Nella sua millenaria saggezza, la Chiesa sa benissimo però che la volontà dell’uomo non è mai forte abbastanza da riuscire a tenere a freno le passioni più forti. Per irrobustire la sua forza d’animo, la teologia fa ricorso a due poderose passioni: la paura (dell’inferno) e la speranza (del paradiso). Essenzialmente i cristiani fanno il bene per la speranza di andare in paradiso ed evitano di fare il male per paura dell’eterna dannazione all’inferno. 

Questo complesso edificio etico per chi, come me, non è ‘illuminato’ dalla fede, appare come frutto dell’immaginazione.  “Il cristianesimo non ha nessun contatto con la realtà. Esseri immaginari: Dio, Gesù, Spirito Santo, Maria, santi, demoni, angeli, spiriti; un’immaginaria ‘Psicologia’: interpretazione morale-religiosa di piacevoli e spiacevoli sentimenti comuni come gioia, tristezza che vengono tradotti in senso di colpa, pentimento, rimorso, tentazione diabolica, vicinanza di Dio, estasi; un’immaginaria ‘Teleologia’: il regno di Dio, il giudizio universale, la resurrezione dei morti, la vita eterna. Questo mondo di pura finzione si differenzia, e molto in peggio, dal mondo dei sogni, per il fatto che quest’ultimo rispecchia la realtà, mentre quello falsifica, svaluta, nega la realtà”. (Nietzsche)

Si deve ammettere però che, anche se è basata sull’immaginazione, l’etica cristiana è utile a una vita sociale ordinata, serena, sicura, nel rispetto reciproco e delle leggi.
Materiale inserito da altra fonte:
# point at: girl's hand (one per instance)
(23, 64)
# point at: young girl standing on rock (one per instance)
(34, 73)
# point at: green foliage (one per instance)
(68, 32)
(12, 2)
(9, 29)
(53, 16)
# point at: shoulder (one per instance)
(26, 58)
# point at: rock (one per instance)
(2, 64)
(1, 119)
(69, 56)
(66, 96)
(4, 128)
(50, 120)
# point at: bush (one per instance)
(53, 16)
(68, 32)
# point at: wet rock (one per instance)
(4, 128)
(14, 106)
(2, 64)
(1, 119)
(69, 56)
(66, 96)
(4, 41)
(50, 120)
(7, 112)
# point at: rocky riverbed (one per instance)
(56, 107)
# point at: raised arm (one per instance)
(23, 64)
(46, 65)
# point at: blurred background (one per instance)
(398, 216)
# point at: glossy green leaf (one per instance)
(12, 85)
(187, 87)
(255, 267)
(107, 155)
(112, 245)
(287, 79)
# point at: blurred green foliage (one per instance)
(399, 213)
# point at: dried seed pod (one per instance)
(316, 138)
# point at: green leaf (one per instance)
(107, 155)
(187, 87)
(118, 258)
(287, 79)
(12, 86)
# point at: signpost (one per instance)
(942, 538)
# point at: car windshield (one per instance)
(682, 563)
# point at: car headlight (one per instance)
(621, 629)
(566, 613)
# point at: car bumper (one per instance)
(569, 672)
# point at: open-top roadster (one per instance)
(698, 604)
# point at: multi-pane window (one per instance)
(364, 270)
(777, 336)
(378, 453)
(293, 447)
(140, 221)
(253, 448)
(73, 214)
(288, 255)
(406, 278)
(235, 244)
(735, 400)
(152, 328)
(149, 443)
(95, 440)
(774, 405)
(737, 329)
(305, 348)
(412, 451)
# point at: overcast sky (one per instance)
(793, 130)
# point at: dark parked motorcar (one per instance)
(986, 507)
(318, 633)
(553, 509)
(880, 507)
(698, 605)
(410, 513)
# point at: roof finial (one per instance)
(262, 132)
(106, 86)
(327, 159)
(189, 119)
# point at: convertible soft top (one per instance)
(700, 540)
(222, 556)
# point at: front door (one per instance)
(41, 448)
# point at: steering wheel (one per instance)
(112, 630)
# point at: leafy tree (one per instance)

Una consistente corrente di pensiero sostiene che, senza gli imperativi morali religiosi, l’uomo sarebbe ‘lupo tra lupi’ e l’ordinata convivenza civile sarebbe irrealizzabile. 

Ma è proprio così?

Confrontiamo due Paesi, il primo, l’Italia, dove i cristiani credenti sono il 75% della popolazione e un altro, la Norvegia, dove i credenti sono appena il 21%. Nel primo è dominante la morale cristiana, nel secondo una morale laica umanistica. 

Se la morale cristiana è indispensabile a un’ordinata vita sociale, in Norvegia dovremmo trovare una società più propensa alla criminalità, più disordinata e turbolenta rispetto a quella dell’Italia così ben in sintonia con la morale cristiana. 

Vediamo se è vero. 

Prendiamo, per esempio, il numero di omicidi per 100.000 abitanti nei due Paesi in questione. Il  Global study on homicide 2011  (fonte Wikipedia)  dice che in Italia, nel 2011, c’è stato un omicidio ogni 100.000 abitanti, in Norvegia solo 0.6 omicidi (quasi la metà). 

Ma la morale cristiana non dovrebbe garantire la migliore forma di vita sociale quella cioè fondata sulla carità, la compassione, l’amore del prossimo? Perché la morale laica umanistica sembra essere superiore alla morale cristiana e più utile all’uomo? Che cosa succede?

Io ho una mia teoria in proposito: da una parte, gli obblighi morali sono basati sulla superstizione, la paura, la speranza e la passiva fiducia nella Provvidenza: dall’altra parte, le stesse norme morali sono razionalmente e pragmatiche concepite come prescrizioni utili al benessere del singolo e della società.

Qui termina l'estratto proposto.